THE LOST TRAVELLER

Sabtu, 14 November 2015

SOLO HERITAGE - BENTENG VAS TEN BURG

Setelah bergelut dengan rutinitas selama seminggu penuh, akhirnya tibalah hari Jum'at. Hari dimana setelah pukul 3 sore hari, saya bisa meluangkan waktu saya untuk kembali bergelut dengan hobi saya. Sedari dulu, saya selalu menyediakan waktu dari Jum'at sore hingga Minggu siang untuk merehatkan sejenak urat-urat saraf dari kemonotonan yang ada selama seminggu penuh. Yah, seperti sebuah paragraf. Tanpa adanya jeda, paragraf itu tidak akan enak dibaca. Begitupula pikiran manusia,kita membutuhkan jeda itu untuk memunculkan kembali ide-ide kreatif yang ada di dalam diri kita.

Sejak beberapa hari yang lalu, saya ingin sekali mengunjungi tempat-tempat bersejarah yang ada di Solo. Kebetulan, saya sendiri adalah pendatang di kota Solo ini, jadi belum terlalu paham betul dengan apa yang ada di kota Solo ini.

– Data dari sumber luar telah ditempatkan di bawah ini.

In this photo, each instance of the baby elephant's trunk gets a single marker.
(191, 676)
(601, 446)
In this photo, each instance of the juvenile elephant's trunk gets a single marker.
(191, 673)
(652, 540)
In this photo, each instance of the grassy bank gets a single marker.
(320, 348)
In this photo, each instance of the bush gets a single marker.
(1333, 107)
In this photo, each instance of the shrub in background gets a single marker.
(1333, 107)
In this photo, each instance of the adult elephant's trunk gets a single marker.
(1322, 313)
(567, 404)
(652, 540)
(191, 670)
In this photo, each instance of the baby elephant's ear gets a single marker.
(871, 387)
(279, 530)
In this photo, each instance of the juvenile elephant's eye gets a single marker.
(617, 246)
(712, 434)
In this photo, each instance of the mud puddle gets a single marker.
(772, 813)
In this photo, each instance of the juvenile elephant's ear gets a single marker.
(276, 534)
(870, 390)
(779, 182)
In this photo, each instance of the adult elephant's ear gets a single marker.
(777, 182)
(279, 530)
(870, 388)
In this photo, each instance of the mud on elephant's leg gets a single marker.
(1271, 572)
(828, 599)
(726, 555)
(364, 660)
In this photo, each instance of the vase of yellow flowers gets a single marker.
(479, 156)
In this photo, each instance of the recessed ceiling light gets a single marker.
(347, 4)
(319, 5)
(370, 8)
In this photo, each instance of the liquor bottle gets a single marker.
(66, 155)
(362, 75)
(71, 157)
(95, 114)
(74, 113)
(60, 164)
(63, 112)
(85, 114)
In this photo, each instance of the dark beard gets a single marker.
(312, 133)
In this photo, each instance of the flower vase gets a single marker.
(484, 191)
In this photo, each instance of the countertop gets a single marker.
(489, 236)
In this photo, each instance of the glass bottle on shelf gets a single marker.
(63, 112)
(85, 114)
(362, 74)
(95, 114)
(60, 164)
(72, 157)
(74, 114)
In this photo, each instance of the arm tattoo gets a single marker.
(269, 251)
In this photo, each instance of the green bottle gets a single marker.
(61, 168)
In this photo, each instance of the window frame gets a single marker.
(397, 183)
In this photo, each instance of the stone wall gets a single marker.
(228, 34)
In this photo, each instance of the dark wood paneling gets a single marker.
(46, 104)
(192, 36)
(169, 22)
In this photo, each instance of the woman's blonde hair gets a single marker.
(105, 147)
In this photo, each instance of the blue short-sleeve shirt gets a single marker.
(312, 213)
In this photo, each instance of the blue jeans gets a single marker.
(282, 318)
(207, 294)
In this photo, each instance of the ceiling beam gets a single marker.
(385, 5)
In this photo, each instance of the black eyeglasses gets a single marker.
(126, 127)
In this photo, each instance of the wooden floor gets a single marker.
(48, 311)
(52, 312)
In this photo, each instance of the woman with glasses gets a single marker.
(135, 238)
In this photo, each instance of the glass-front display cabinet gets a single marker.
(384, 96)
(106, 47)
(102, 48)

Ada beberapa tempat yang menarik bagi saya, tapi sayang sekali karena keterbatasan jam kunjungan, maka saya tidak dapat kesana sepulang dari bekerja. Lalu, pikiran saya tertuju pada salah satu bangunan tua yang sebenarnya sudah sangat akrab dengan saya. Bangunan ini terletak di jantung kota Surakarta, letaknya tidak jauh dari Keraton dan Gedung Balai Kota serta berhadapan langsung dengan Gedung Bank Indonesia. Beberapa pagelaran sering digelar di bangunan ini, terakhir kali bangunan ini digunakan untuk Solo International Performing Art atau yang biasa dikenal dengan SIPA. Yap, bangunan ini adalah Benteng Vas Ten Burg.


Beruntunglah saya, karena hari ini saya akan ditemani oleh seorang teman saya yang memiliki interest sama dengan saya dalam hal memotret, menulis, dan minum kopi. Partner sharing saya ini juga bukan asli dari Solo sehingga sore kali ini kami akan menghabiskan waktu sebagai the lost traveller. Berbekal kamera dan sepeda motor, kami pergi ke benteng Vas Ten Burg.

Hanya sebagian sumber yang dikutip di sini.